# Debugging Transactions

MegaETH provides two ways to debug transactions:

1. **`debug_*` RPC methods** — trace transactions via JSON-RPC
2. **`mega-evme`** — replay or simulate transactions locally with full tracing

## Debug RPC Methods

Standard Ethereum debug methods are available on the public MegaETH RPC endpoint (`https://mainnet.megaeth.com/rpc`) and through managed RPC providers such as [Alchemy](https://www.alchemy.com/).

The following methods are supported:

* **`debug_traceTransaction`** — trace an already-mined transaction by hash
* **`debug_traceCall`** — simulate and trace a call without broadcasting
* **`debug_traceBlockByNumber`** / **`debug_traceBlockByHash`** — trace all transactions in a block

### Supported Tracers

| Tracer                  | `tracer` value          | Description                                                                  |
| ----------------------- | ----------------------- | ---------------------------------------------------------------------------- |
| Default (struct logger) | *(omit `tracer` field)* | Opcode-level trace with gas, stack, memory, and storage at each step         |
| callTracer              | `"callTracer"`          | Nested call tree with inputs, outputs, and gas usage per call                |
| prestateTracer          | `"prestateTracer"`      | Account state before execution; set `"diffMode": true` for before/after diff |
| flatCallTracer          | `"flatCallTracer"`      | Parity-style flat list of all calls                                          |

{% hint style="info" %}
JavaScript tracers are not supported.
{% endhint %}

For method parameters, tracer configuration options, and response formats, see the [geth debug namespace documentation](https://geth.ethereum.org/docs/interacting-with-geth/rpc/ns-debug) and [built-in tracers reference](https://geth.ethereum.org/docs/developers/evm-tracing/built-in-tracers).

## Using mega-evme

[`mega-evme`](https://docs.megaeth.com/mega-evme) is a local CLI tool that uses the open-source [MegaEVM](https://github.com/megaeth-labs/mega-evm) implementation. It can perfectly simulate any transaction's behavior on MegaETH, including storage gas, compute gas caps, and resource limits.

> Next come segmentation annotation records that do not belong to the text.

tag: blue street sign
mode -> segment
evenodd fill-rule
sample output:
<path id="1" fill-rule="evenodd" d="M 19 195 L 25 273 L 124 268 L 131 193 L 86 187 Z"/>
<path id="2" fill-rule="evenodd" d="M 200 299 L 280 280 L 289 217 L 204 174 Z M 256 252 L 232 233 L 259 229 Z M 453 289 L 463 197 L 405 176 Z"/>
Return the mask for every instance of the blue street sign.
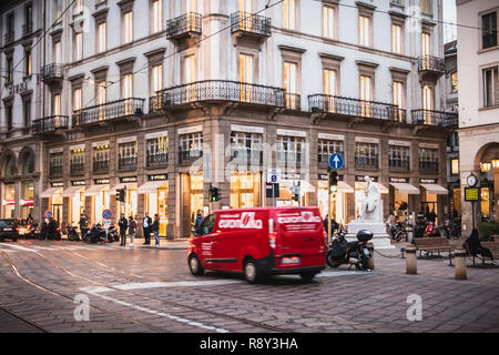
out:
<path id="1" fill-rule="evenodd" d="M 329 166 L 333 168 L 334 170 L 339 170 L 343 168 L 343 156 L 339 153 L 334 153 L 333 155 L 329 156 Z"/>

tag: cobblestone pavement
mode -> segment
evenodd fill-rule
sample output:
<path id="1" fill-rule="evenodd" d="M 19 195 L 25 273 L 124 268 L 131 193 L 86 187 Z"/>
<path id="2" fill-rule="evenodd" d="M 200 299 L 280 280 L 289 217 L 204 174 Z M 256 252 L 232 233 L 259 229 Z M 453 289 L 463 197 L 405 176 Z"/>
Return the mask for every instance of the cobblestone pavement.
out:
<path id="1" fill-rule="evenodd" d="M 470 266 L 456 281 L 448 260 L 420 258 L 418 274 L 406 275 L 399 252 L 384 250 L 370 273 L 327 267 L 310 283 L 251 285 L 234 274 L 192 276 L 185 242 L 163 244 L 0 243 L 0 332 L 499 331 L 498 267 Z M 413 294 L 421 321 L 407 318 Z"/>

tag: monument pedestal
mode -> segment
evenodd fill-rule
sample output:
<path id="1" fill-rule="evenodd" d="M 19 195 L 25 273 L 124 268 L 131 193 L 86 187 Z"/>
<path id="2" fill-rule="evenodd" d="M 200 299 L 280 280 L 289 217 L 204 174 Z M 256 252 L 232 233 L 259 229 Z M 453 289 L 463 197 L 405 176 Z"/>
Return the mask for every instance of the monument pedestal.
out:
<path id="1" fill-rule="evenodd" d="M 379 222 L 358 222 L 357 220 L 348 223 L 348 233 L 345 239 L 348 242 L 357 240 L 358 231 L 367 230 L 373 232 L 373 240 L 369 242 L 373 243 L 375 250 L 380 248 L 395 248 L 395 245 L 390 243 L 390 236 L 386 233 L 385 223 Z"/>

Use `mega-evme` when you want full local control over tracing, deterministic replay, or what-if analysis with transaction overrides.

### Installation

```bash
git clone https://github.com/megaeth-labs/mega-evm.git
cd mega-evm
cargo build --release -p mega-evme
# Binary: target/release/mega-evme
```

### Replaying an On-Chain Transaction

Replay a transaction by its hash to see exactly what happened during execution:

```bash
mega-evme replay 0xYourTxHash \
  --rpc https://mainnet.megaeth.com/rpc \
  --trace \
  --tracer opcode
```

Use the **call tracer** for a higher-level view of the call tree:

```bash
mega-evme replay 0xYourTxHash \
  --rpc https://mainnet.megaeth.com/rpc \
  --trace \
  --tracer call \
  --trace.call.with-log
```

Use the **pre-state diff** to see exactly which storage slots and balances changed:

```bash
mega-evme replay 0xYourTxHash \
  --rpc https://mainnet.megaeth.com/rpc \
  --trace \
  --tracer pre-state \
  --trace.prestate.diff-mode
```

Save the trace to a file for later analysis:

```bash
mega-evme replay 0xYourTxHash \
  --rpc https://mainnet.megaeth.com/rpc \
  --trace \
  --tracer opcode \
  --trace.output trace.json
```

#### "What-if" Replay

Override transaction fields to test alternative scenarios without rebroadcasting:

```bash
# Replay with a higher gas limit
mega-evme replay 0xYourTxHash \
  --rpc https://mainnet.megaeth.com/rpc \
  --override.gas-limit 50000000 \
  --trace

# Replay with different calldata
mega-evme replay 0xYourTxHash \
  --rpc https://mainnet.megaeth.com/rpc \
  --override.input 0xNewCalldata \
  --trace
```

### Simulating a New Transaction

Simulate a transaction against live chain state by forking from an RPC endpoint:

```bash
mega-evme tx \
  --fork \
  --rpc https://mainnet.megaeth.com/rpc \
  --receiver 0xContractAddress \
  --input 0xCalldata \
  --sender 0xYourAddress \
  --trace \
  --tracer call
```

Fork from a specific block:

```bash
mega-evme tx \
  --fork \
  --rpc https://mainnet.megaeth.com/rpc \
  --fork.block 12345678 \
  --receiver 0xContractAddress \
  --input 0xCalldata \
  --trace
```

### Tracers

`mega-evme` supports three tracers, each giving a different level of detail. Pass `--tracer <type>` along with `--trace` to select one.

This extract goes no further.